Got it off Ebay in 97 for $50.
 
Since somebody mentioned CDs and data CDs. I got one of first ones for my Atari. When data CDs showed up they were way larger capacity than contemporary HDDs. For a time we thought that HDDs may become extinct. Who would need a bulky 5.25" 120MB HDD when there's 700MB cd ?
 
Intel 386sx 12 mhz on a board with empty co-processor socket, 2 mb of individual ram chips on board, 2 mb of empty sockets and four 1 mb SIPP sockets and dos 5 installed on a 250 mb hd.

Got it off Ebay in 97 for $50.

At 1997 386SX-12 was already completely obsolete in userland, at least here where I live. Too slow even for still popular DOS/text mode software eq. accounting systems.

When data CDs showed up they were way larger capacity than contemporary HDDs. For a time we thought that HDDs may become extinct.
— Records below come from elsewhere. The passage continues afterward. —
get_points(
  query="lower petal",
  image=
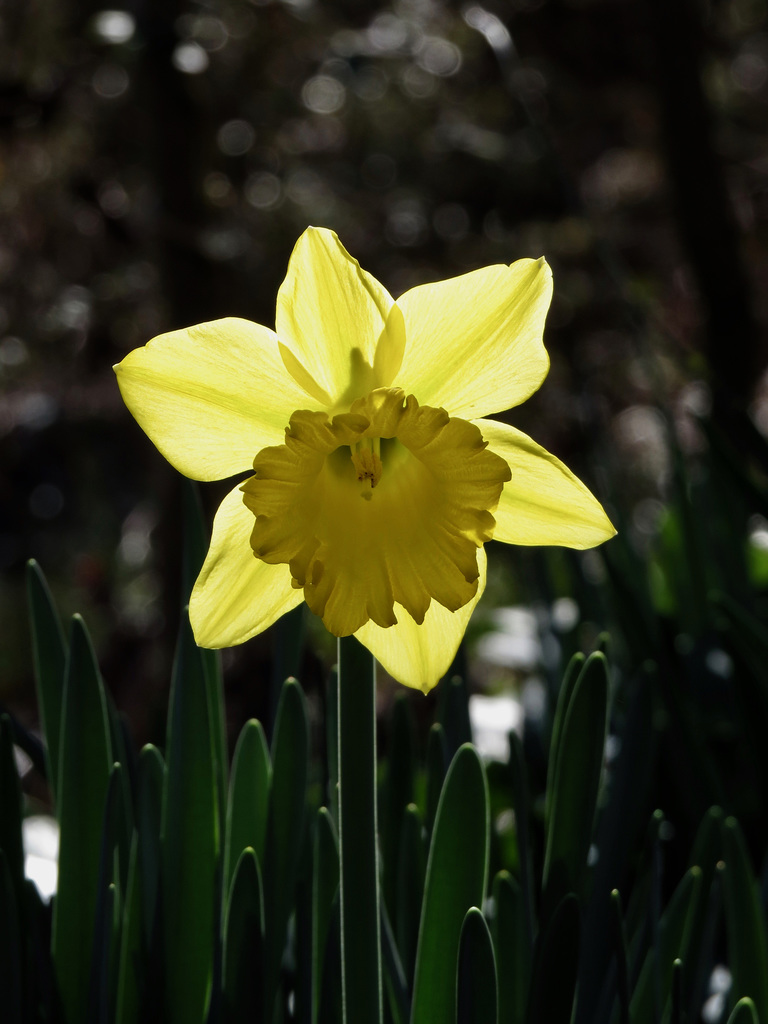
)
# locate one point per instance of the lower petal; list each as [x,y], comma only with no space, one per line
[237,595]
[543,503]
[420,655]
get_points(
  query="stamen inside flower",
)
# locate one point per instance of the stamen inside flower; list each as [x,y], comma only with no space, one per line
[367,461]
[431,486]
Who would need a bulky 5.25" 120MB HDD when there's 700MB cd ?

It was not mainstream thinking. CDs still required specific and quite expensive hardware. Price for internal IDE CD reader alone was like 200$ at 1994. And they was read-only. New software suites at that time took more space on drive too and development environments - 3...5 times more. Hard drive miniaturization and capacity surge around that same time to 250 MB and above came very timely.